2016年は、リオデジャネイロでオリンピック&パラリンピックが開催され、イギリスが欧州連合(EU)を離脱した ‟ブレグジット” に、ドナルド・トランプ氏の米国大統領当選など、激動の1年だったと言える。
そんな、2016年を現す言葉を、英オックスフォード辞典が発表したのだが、一体どんな言葉が選ばれたのだろうか!?
・2016年を表す言葉は ‟ポスト真実” !
英オックスフォード辞典が、激動だった2016年を現す言葉として選んだのは、「Post-truth:ポスト真実」だ。

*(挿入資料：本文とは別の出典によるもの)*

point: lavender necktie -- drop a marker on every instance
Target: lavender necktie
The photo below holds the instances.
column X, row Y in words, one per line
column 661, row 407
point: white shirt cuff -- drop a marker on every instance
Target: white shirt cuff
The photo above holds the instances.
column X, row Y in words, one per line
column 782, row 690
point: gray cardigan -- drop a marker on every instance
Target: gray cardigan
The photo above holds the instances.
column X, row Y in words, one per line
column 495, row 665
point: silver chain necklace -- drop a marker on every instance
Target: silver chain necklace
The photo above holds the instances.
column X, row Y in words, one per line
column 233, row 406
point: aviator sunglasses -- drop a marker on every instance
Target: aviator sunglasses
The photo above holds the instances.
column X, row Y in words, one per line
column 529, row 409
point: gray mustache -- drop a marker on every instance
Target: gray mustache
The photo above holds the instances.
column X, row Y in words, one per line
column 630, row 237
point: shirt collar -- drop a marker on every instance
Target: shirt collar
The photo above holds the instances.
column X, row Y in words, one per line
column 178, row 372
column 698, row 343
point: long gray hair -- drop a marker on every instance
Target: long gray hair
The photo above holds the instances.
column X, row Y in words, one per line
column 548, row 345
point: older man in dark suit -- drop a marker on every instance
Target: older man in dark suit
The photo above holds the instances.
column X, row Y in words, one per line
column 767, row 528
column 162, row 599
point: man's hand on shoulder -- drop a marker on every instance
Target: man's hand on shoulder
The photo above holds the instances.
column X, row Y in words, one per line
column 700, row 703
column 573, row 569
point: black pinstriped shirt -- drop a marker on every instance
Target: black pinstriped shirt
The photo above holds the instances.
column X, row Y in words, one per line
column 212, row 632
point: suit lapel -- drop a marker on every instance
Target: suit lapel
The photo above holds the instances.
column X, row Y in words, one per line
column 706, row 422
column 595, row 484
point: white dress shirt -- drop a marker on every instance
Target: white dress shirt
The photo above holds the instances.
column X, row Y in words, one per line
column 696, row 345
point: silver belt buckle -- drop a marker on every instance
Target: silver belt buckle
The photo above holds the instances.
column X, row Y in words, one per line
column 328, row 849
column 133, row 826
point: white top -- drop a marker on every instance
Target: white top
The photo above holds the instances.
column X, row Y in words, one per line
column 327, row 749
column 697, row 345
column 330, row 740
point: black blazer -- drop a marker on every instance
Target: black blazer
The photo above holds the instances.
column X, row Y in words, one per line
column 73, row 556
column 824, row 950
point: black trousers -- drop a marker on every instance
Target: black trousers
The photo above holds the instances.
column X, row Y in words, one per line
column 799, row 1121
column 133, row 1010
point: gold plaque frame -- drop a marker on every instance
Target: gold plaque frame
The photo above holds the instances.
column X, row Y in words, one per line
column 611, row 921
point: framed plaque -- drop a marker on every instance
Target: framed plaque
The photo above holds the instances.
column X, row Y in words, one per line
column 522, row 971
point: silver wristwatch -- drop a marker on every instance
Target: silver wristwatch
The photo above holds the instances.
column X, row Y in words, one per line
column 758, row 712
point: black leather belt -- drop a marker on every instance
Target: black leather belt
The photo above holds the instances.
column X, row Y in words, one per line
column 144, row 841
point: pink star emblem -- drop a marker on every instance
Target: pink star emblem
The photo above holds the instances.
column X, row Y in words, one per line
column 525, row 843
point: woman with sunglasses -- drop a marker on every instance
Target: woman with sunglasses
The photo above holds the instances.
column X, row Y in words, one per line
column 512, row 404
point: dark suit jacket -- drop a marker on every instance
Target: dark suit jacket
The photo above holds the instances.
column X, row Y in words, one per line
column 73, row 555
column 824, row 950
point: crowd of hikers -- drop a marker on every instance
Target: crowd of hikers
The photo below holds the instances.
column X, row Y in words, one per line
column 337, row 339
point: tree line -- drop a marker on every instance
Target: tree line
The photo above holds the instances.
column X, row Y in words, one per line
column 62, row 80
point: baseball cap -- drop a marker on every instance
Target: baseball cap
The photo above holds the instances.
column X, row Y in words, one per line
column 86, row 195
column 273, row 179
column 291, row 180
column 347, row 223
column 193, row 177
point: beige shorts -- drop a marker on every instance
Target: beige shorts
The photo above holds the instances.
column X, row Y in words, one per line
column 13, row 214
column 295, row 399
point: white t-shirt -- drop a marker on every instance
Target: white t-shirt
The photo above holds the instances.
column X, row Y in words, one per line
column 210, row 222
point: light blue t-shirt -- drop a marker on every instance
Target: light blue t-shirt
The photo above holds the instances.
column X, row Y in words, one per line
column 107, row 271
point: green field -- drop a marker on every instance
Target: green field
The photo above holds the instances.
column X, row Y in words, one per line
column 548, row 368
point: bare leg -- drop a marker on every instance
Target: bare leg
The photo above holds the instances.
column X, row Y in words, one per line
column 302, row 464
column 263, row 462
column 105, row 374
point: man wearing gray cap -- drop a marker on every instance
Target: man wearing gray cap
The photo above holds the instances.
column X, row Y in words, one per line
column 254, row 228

2016年に、‟ポスト真実” という言葉の使用は、2015年に比べて2000パーセントも増加し、主にブレグジットと米国大統領選を物語る時に使われたという。では、‟ポスト真実” とは、どういう意味なのだろうか!?
・初めて ‟ポスト真実” が使われたのは1992年
この言葉は、客観的な事実や真実よりも、感情的な訴えや個人の信念の方が、世論を形作るうえで大きな影響を成す状況を現す形容詞である。
‟ポスト真実” は、1992年にセルビア系アメリカ人の劇作家スティーヴ・テシックによって、初めて使われた言葉だ。彼は、1986年に起きたイラン・コントラ事件と湾岸戦争について記事を書いた時に、「我々は、‟ポスト真実” の世界に住んでいる」と表現していたという。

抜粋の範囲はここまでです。